Use procedures for region create/delete to fix the delete-region ghost task by CRZbulabula · Pull Request #18033 · apache/iotdb

CRZbulabula · 2026-06-25T10:19:21Z

Problem

The ConfigNode-leader periodically drained a persistent RegionMaintainer queue (PartitionManager.maintainRegionReplicas, every 10s) by sending synchronous deleteRegion RPCs to DataNodes.

For a data region this deletion can be slow (removing TsFiles + the consensus peer) and may outlive the RPC timeout.

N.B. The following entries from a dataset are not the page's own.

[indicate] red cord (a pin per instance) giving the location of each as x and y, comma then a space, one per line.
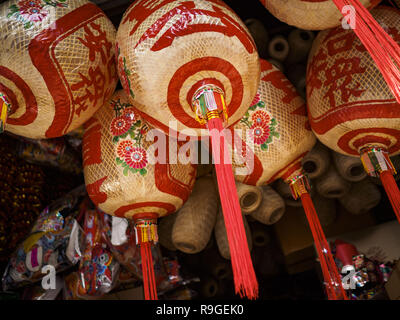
392, 190
333, 282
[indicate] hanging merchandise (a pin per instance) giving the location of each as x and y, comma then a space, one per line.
124, 176
57, 65
352, 15
55, 152
270, 143
98, 270
309, 14
22, 197
351, 108
189, 66
55, 239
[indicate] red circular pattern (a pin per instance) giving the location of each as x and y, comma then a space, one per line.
120, 125
137, 158
124, 148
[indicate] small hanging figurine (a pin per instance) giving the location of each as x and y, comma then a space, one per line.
124, 179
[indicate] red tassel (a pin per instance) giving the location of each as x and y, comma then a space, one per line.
149, 280
333, 283
392, 190
382, 48
243, 272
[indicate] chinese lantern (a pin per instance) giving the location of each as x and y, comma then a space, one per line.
277, 137
192, 68
351, 108
122, 180
325, 14
57, 65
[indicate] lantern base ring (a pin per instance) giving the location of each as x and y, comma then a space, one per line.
5, 108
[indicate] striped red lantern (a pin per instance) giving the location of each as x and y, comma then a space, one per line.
189, 66
123, 179
325, 14
351, 108
270, 142
57, 65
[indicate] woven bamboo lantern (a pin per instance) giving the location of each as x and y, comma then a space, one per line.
331, 185
250, 197
271, 209
57, 65
192, 68
124, 180
351, 108
309, 14
270, 143
222, 239
349, 14
165, 227
350, 168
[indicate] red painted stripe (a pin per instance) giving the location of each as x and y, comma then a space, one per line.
189, 69
288, 170
378, 110
167, 183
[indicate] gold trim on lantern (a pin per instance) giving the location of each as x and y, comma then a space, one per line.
146, 231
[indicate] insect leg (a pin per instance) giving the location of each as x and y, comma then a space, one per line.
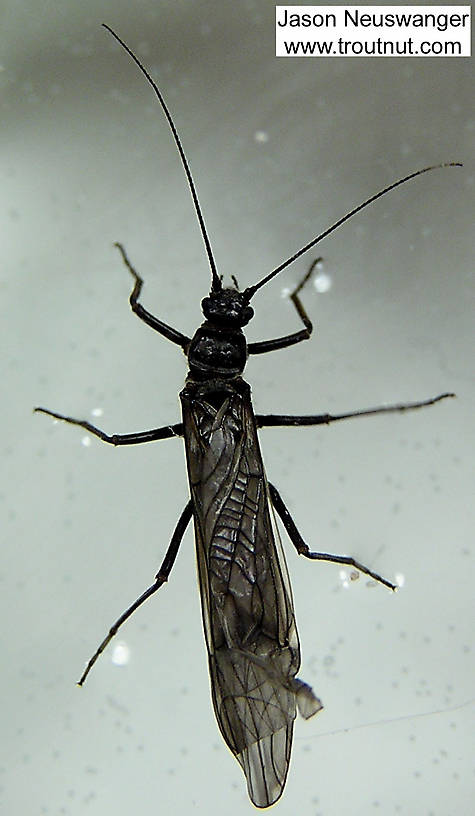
303, 549
160, 579
268, 420
297, 337
120, 439
163, 329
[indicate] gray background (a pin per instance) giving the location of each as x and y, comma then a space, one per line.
87, 159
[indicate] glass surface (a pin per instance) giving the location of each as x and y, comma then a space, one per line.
279, 149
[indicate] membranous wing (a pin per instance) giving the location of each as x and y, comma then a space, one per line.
246, 600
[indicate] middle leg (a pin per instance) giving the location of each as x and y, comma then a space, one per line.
303, 548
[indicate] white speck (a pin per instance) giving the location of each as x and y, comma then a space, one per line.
120, 654
322, 282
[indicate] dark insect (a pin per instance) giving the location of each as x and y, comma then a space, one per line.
248, 614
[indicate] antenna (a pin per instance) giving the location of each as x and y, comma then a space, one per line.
251, 290
215, 280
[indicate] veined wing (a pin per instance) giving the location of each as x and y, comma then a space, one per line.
246, 600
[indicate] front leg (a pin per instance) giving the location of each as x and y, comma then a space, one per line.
163, 329
119, 439
290, 339
303, 548
271, 420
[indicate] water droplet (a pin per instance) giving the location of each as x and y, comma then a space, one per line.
121, 654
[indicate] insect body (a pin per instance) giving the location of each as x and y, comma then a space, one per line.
246, 600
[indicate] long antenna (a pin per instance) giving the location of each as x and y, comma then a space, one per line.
215, 279
251, 290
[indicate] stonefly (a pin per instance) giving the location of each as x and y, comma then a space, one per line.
246, 599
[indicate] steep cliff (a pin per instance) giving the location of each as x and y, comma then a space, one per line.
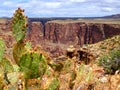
56, 36
78, 33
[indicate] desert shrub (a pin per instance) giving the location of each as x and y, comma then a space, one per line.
2, 48
111, 62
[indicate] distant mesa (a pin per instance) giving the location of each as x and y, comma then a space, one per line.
112, 16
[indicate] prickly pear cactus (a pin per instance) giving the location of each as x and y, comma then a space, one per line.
19, 24
33, 64
7, 65
18, 50
54, 84
2, 48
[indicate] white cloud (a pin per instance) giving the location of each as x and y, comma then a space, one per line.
61, 7
78, 0
107, 9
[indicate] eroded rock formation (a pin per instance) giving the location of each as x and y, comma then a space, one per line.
55, 37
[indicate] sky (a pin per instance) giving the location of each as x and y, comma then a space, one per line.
61, 8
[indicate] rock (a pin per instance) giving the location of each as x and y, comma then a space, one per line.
103, 80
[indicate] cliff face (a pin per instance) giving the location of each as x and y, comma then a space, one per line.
55, 37
35, 33
79, 33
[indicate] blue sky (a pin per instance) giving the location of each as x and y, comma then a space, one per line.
61, 8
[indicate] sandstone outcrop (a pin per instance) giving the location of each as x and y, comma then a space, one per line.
55, 36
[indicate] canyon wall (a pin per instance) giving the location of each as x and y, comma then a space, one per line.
55, 37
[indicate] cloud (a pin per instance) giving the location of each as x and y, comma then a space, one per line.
66, 8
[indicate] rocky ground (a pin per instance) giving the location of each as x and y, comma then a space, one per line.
76, 68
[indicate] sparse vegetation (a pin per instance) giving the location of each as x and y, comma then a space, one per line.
111, 62
33, 70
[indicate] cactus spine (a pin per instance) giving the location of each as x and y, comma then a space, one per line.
19, 25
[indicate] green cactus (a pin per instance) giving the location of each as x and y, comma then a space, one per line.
54, 84
18, 50
33, 64
19, 25
2, 48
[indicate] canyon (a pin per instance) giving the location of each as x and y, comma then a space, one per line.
56, 35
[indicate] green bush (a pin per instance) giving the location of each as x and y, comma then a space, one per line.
111, 62
2, 48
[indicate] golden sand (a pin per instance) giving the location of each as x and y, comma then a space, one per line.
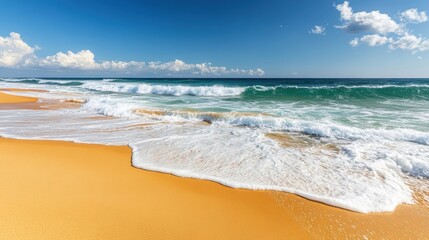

When it does:

The ConfigNode times out and retries the same task 10s later.
On the DataNode the second call re-runs the deletion, which now returns SUCCESS because the region is already gone (ConsensusGroupNotExistException is swallowed and deleting an already-removed region is a no-op).
The ConfigNode treats that SUCCESS as completion, polls the task off the queue, and forgets it — while the first call is still running on the DataNode.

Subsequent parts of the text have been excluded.